Junior Aaryman Jalwal was awarded Eagle Scout on Dec. 2, 2020. Jawal has worked for years to become an Eagle Scout. An Eagle Scout is the highest attainable achievement in scouting and it requires at least 21 merit badges. 

“I feel proud to earn this rank in scouting,” Jalwal said. “It takes a lot of hard work, dedication and determination to become an Eagle Scout. I had to work hard to meet the requirements.” 

Jalwal started scouting in 2009 when he was a Cub Scout, then moved up to being a Boy Scout in 2015. He moved to Texas in 2016 and joined Troop 201, where he continued to work toward attaining his badges. 

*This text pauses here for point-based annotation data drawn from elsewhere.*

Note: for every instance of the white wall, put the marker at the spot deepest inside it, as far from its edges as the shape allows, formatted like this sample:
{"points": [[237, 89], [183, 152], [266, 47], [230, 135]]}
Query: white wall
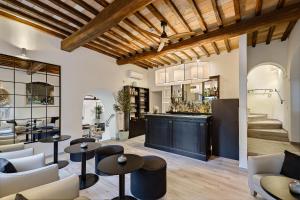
{"points": [[294, 75], [82, 71], [243, 101], [266, 102]]}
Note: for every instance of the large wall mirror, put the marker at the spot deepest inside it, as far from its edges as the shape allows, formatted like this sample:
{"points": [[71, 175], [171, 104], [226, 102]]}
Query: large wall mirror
{"points": [[29, 100]]}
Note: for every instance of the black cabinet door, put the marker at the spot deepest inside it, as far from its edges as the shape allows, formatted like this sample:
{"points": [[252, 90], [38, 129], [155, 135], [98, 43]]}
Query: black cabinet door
{"points": [[159, 131], [188, 136]]}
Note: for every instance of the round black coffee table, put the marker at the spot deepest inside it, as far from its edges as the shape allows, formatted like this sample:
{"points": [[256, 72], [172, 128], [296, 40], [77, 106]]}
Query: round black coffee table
{"points": [[86, 180], [111, 166], [60, 163], [278, 187]]}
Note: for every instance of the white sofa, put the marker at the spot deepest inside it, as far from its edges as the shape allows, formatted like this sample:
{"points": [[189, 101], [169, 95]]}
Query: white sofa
{"points": [[260, 166], [17, 154], [65, 189], [32, 172]]}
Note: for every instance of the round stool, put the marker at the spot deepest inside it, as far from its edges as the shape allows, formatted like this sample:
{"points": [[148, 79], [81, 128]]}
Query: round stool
{"points": [[104, 152], [77, 157], [152, 174]]}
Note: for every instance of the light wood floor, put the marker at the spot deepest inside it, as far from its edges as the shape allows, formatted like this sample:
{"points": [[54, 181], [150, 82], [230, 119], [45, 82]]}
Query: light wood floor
{"points": [[187, 179]]}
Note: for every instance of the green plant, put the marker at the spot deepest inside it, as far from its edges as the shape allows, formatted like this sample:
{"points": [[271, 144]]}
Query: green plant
{"points": [[99, 111], [123, 101], [123, 104]]}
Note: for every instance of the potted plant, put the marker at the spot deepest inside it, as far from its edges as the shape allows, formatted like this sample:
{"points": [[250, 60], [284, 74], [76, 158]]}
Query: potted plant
{"points": [[123, 105], [99, 111]]}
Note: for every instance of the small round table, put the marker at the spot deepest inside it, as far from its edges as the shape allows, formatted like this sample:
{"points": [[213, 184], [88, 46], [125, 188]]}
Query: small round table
{"points": [[278, 187], [111, 166], [86, 180], [60, 163]]}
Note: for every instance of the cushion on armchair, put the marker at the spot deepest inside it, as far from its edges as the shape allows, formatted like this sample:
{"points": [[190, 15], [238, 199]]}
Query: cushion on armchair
{"points": [[291, 165], [6, 166]]}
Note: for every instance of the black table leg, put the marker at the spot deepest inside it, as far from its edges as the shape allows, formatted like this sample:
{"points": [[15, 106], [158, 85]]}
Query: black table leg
{"points": [[122, 195], [60, 163], [86, 180]]}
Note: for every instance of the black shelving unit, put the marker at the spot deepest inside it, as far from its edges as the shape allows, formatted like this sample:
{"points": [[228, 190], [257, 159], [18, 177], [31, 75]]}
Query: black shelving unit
{"points": [[23, 74], [140, 106]]}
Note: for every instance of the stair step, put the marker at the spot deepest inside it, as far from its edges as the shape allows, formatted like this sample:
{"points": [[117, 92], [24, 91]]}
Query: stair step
{"points": [[257, 116], [269, 134], [265, 124]]}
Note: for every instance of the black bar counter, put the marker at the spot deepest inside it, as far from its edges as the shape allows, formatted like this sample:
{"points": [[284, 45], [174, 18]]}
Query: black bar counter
{"points": [[187, 135]]}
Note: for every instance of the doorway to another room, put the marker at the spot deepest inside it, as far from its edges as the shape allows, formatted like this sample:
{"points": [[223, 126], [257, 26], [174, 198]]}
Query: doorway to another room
{"points": [[267, 108]]}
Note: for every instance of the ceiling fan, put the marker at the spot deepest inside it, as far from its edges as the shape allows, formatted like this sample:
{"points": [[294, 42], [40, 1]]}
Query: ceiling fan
{"points": [[164, 38]]}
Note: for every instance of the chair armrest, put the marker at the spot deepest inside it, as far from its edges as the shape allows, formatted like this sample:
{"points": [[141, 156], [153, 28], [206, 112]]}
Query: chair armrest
{"points": [[17, 154], [12, 147], [29, 162], [67, 188], [266, 164], [17, 182]]}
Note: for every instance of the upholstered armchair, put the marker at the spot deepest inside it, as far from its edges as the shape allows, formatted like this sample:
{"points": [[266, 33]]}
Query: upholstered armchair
{"points": [[260, 166], [12, 147], [17, 154], [31, 172], [67, 189]]}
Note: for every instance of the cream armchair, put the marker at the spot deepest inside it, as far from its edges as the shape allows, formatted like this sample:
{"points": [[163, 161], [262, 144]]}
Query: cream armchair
{"points": [[66, 189], [32, 172], [12, 147], [260, 166], [17, 154]]}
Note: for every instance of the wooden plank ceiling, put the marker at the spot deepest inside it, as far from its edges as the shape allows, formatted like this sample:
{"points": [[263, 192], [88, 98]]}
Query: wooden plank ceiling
{"points": [[130, 38]]}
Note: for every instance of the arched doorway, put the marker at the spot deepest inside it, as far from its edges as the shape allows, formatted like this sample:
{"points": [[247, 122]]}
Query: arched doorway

“It’s been a true joy having Aaryman as part of the troop,” scoutmaster Daniel Garces said. “He always leads by example and his enthusiasm is contagious. It’s been great watching the many friendships he’s established with his fellow scouts over the years.” 

Jalwal and his volunteers pose after completing the community project.

While earning his rank, Jalwal had to present three community projects to his scout counselor and explain why he wanted to complete them. The counselor then chose the best one and Jalwal raised funds and found the best day to bring his volunteer scouts in. The project that Jalwal, along with the counselor, decided on, was a project to fix and build picnic tables around the school courtyard.

“I did this project for the benefit of the school,” Jalwal said. “I had a few scouts working in different areas. Some were working on fixing the frames, some were working on wood, and two people were fixing the other existing tables.”

After three hours of hard work, the courtyard now has 32 fully functioning tables. This allows for students to have more seating space when they get the chance to study outside or hang out with friends on campus. 

“When the project was completed I presented the whole report to the scout leaders about my project,” Jalwal said. “During the whole project I learned a lot of skills, time management, people management and money management which are very helpful for independent living.” 

Jalwal has learned several life skills from being a part of scouting. Dedication is something that this group views highly, and Jalwal’s work is a prime example of just that. 

“From my steps as a scout I have learned to become a leader and cooperate with others,” Jalwal said. “The scout law is trustworthy, loyal, helpful, courteous, kind, obedient, cheerful, thrifty, clean, brave and reverent. I live it by being kind to others and helping when needed.”

According to Jalwal, he will continue scouting and working with generations of Eagle Scouts to come. 

“I would like to become a mentor and an adult leader in the troop,” Jalwal said. “I want to be a mentor for my younger brother and other younger scouts in order to help them in their scouting journey.”